Consider the following code:
class A {
int x;
public:
A() { printf("In A()\n"); x = 5; }
~A() { printf("In ~A()\n"); }
operator int *() { printf("In int *()\n"); return &x; }
};
A f1()
{
printf("in f1()\n");
return A();
^
}
void foo(int *p) { printf("in foo()\n"); }
int main()
{
foo(f1());
^Here
printf("After foo()\n");
return 0;
}
I have always thought this code is wrong because the temporary object
A would be destroyed after calling int *() operator and before
entering foo(), so the pointer p would point to freed memory.
what should be correct behaviour according to c++ standard
regarding when the temporary is freed? Is the code above portable?
Temporaries created during the evaluation of an expression, are
destroyed "at the end of the full expression". In your case, this
means the temporary lives until the semi-colon I highlight above.
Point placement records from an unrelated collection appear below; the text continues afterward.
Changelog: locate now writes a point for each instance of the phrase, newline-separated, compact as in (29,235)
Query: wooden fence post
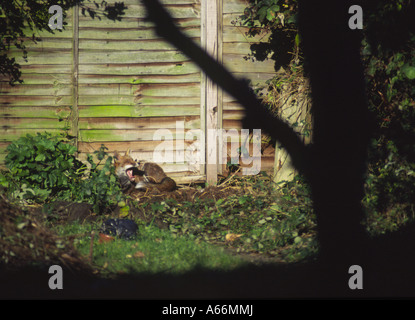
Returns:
(210,40)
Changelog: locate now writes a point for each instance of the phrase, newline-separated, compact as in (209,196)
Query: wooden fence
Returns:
(119,84)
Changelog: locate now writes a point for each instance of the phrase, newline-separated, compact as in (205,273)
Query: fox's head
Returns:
(125,166)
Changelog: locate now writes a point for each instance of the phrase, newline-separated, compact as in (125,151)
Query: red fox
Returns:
(146,176)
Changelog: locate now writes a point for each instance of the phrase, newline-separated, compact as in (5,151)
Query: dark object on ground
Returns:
(122,228)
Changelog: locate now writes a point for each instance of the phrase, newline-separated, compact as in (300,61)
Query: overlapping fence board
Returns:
(119,84)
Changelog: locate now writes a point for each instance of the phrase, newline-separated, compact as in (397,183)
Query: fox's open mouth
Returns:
(133,171)
(130,174)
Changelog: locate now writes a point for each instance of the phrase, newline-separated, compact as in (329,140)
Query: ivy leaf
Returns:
(409,71)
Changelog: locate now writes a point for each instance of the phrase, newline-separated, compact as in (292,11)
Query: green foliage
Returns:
(388,55)
(44,167)
(389,59)
(101,188)
(278,19)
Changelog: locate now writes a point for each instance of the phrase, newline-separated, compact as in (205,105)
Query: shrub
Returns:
(42,166)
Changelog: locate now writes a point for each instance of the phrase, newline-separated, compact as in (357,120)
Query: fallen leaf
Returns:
(232,236)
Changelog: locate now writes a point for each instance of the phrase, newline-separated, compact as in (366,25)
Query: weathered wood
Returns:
(30,111)
(141,79)
(138,111)
(210,28)
(137,68)
(127,82)
(29,123)
(169,122)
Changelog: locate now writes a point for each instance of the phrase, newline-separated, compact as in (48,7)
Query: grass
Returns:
(257,221)
(153,251)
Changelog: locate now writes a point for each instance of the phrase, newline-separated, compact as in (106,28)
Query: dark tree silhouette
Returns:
(335,162)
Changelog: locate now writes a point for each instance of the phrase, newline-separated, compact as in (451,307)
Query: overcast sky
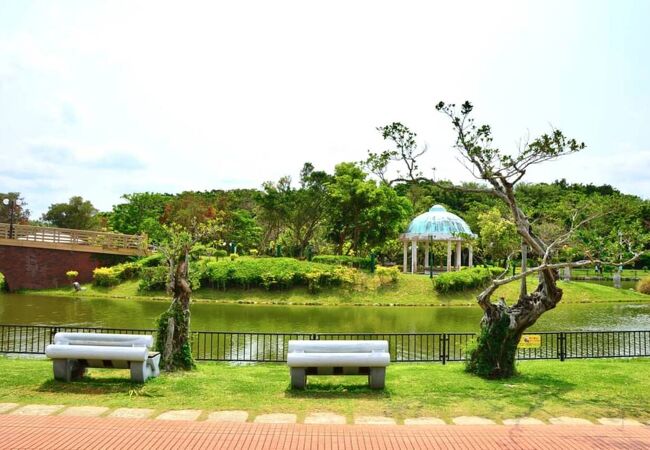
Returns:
(104,98)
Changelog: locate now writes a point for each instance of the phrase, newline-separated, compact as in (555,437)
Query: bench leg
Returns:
(139,371)
(154,365)
(298,377)
(68,369)
(377,377)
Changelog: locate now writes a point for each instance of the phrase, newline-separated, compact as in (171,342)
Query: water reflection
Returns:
(78,311)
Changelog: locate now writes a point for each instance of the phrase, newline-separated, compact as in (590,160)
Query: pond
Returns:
(102,312)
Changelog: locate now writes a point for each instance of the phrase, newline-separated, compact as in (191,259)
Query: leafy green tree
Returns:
(20,212)
(173,337)
(295,214)
(361,214)
(498,236)
(78,214)
(141,213)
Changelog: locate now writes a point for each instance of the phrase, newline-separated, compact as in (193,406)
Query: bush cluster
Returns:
(387,275)
(153,278)
(343,260)
(114,275)
(468,278)
(643,285)
(272,273)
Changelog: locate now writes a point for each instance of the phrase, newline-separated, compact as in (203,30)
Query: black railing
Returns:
(403,347)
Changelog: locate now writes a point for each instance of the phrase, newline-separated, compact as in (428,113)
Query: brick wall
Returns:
(38,268)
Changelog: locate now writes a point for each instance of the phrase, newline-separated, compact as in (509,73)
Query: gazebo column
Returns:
(414,256)
(448,256)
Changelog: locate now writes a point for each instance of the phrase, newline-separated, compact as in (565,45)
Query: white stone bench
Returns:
(338,358)
(72,353)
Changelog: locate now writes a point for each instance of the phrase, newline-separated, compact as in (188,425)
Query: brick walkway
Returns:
(56,432)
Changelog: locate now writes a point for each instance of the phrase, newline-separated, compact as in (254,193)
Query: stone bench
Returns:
(338,358)
(72,353)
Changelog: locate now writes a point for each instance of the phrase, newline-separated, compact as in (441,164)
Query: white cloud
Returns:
(216,95)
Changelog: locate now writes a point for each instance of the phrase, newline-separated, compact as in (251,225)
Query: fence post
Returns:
(443,348)
(561,346)
(53,331)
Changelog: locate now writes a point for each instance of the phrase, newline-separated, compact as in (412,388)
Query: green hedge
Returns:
(114,275)
(343,260)
(272,273)
(468,278)
(153,278)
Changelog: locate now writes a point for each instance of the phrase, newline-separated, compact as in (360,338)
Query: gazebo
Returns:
(437,224)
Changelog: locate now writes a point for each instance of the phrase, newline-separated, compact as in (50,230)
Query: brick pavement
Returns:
(55,432)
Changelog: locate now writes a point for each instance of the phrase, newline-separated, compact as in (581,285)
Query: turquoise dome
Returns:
(436,224)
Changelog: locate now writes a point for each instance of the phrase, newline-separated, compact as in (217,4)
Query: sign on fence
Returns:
(530,341)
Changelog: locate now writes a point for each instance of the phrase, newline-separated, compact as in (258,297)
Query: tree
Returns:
(361,214)
(141,213)
(20,213)
(296,214)
(77,214)
(503,325)
(173,338)
(498,236)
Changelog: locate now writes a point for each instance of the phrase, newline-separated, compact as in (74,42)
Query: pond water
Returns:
(101,312)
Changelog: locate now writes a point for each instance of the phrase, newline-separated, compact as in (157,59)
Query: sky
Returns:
(100,99)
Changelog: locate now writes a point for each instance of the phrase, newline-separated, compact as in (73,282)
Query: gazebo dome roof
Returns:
(436,224)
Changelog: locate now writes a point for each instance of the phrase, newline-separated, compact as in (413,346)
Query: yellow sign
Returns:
(530,341)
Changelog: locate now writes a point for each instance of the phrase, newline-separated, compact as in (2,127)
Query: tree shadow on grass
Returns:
(534,391)
(96,386)
(322,390)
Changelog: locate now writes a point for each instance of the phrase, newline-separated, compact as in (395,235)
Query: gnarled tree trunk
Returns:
(503,325)
(174,324)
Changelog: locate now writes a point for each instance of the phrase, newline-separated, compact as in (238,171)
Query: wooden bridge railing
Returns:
(63,236)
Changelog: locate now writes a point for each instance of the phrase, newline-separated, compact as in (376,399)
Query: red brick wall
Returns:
(39,268)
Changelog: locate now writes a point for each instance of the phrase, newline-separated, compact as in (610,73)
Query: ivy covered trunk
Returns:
(502,326)
(173,338)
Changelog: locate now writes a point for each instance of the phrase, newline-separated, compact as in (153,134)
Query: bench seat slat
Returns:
(94,352)
(376,359)
(325,346)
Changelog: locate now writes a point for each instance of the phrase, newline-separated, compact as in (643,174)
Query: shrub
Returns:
(343,260)
(153,278)
(71,274)
(643,285)
(105,277)
(469,278)
(151,261)
(387,275)
(272,273)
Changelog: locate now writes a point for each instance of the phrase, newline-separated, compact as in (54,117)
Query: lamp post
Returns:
(11,203)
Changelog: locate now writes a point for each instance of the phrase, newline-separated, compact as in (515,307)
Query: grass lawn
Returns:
(579,388)
(412,290)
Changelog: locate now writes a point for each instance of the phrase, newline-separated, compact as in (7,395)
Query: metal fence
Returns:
(404,347)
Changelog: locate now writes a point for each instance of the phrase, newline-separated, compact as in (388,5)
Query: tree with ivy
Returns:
(173,337)
(502,325)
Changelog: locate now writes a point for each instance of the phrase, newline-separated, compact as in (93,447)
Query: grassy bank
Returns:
(414,290)
(588,388)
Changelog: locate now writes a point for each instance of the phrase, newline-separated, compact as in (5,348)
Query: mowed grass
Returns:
(579,388)
(410,290)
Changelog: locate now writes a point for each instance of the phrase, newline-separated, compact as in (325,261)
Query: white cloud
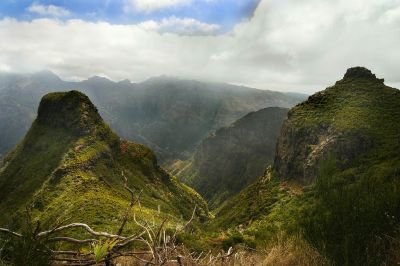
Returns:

No. It's at the end of the full expression in which the temporary is
created. That would be at the semicolon _I_ highlighted.
Yes and no. See below.
12.2#3:
Temporary objects are destroyed as the last step in evalu- ating the
full-expression (1.9) that (lexically) contains the point where they
were created.
This is made much more explicit in #5:
A temporary bound to the returned value in a function return
statement (6.6.3) persists until the function exits.
^^^^^^^^^^^^^^^^^^^^^^^^
This statement does not apply here, the temporary is *not* bound to the
return value, because "binding" occurs only when the return value is a
reference type. In fact the clause you are referring to begins with the
words "The second context is when a reference is bound to a temporary."
This is no such context.
Your proposed full-expression obviously fails to lexically contain the point
where the temporary was created, and this case fails to meet the
criteria for exceptions to this rule. A conforming implementation, it
seems to me, would need to have destructed the temporary at the
point of the function's exit.
That is correct, but you are totally missing the point, because you are
talking about the wrong temporary object! Before destroying the
temporary in f1(), another temporary is created in function main() and
the main() temporary is copy-constructed using the f1() temporary, which
is still valid at the time of the copy. All this happens as part of the
return statement (see 6.6.3/2) (*).
So Martin Bonner correctly located the place where the temporary object
*in function main()* is destroyed, which what the OP is asking about.
HTH,
Ganesh
(*) However, the copy and the final destruction of the f1() temporary
can actually be elided in certain cases (the so-called RVO/NRVO).